The Struggle between the City and Agricultural Land: The Problem of the Disappearance of the Countryside in Midori Ward, Yokohama - April 1995
In the mid-1990s, the land prices in Japan's urban areas were falling after the collapse of the bubble economy, and a new wave of urban development was once again moving toward the suburbs. Midori-ku, Yokohama, was no exception, and areas that had once been satoyama and rice paddies were rapidly being converted to residential land. 1995 saw a sharp increase in applications to convert agricultural land to residential land in this ward, along with a review of "urbanization control zones". In particular, residential developers acquired farmland in batches and developed the land in bulk, and the landscape of the area was drastically transformed in just a few years.

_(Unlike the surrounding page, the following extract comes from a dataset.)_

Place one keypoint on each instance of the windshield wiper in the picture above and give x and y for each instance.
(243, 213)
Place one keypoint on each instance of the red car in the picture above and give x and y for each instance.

This wave of urbanization had a serious impact on the ecosystem. The rice paddies, streams, and bamboo forests that remained in the valley topography have been lost, and the habitats of native species that depended on them, such as frogs, fireflies, dragonflies, and bush warblers, have disappeared. Local nature observation groups warned of the loss of biodiversity, but the city government at the time was primarily concerned with "housing supply" and "development promotion," and failed to strike a balance with nature conservation.
Furthermore, farmland owners also faced a painful reality. Due to the aging of the population and the pressure of inheritance taxes, many farmland owners have had to give up their farmland. Although the city's green space preservation ordinance existed systematically, there were few actual cases of its application, and there was a difference in temperature between local residents and the government.
Thus, in Midori-ku, Yokohama in 1995, the strain of postwar "urban-intensive growth" had become apparent in both the ecosystem and the agricultural infrastructure. The issues that lead to today's "symbiosis of city and nature" and "ecological network" concepts were already emerging at this time.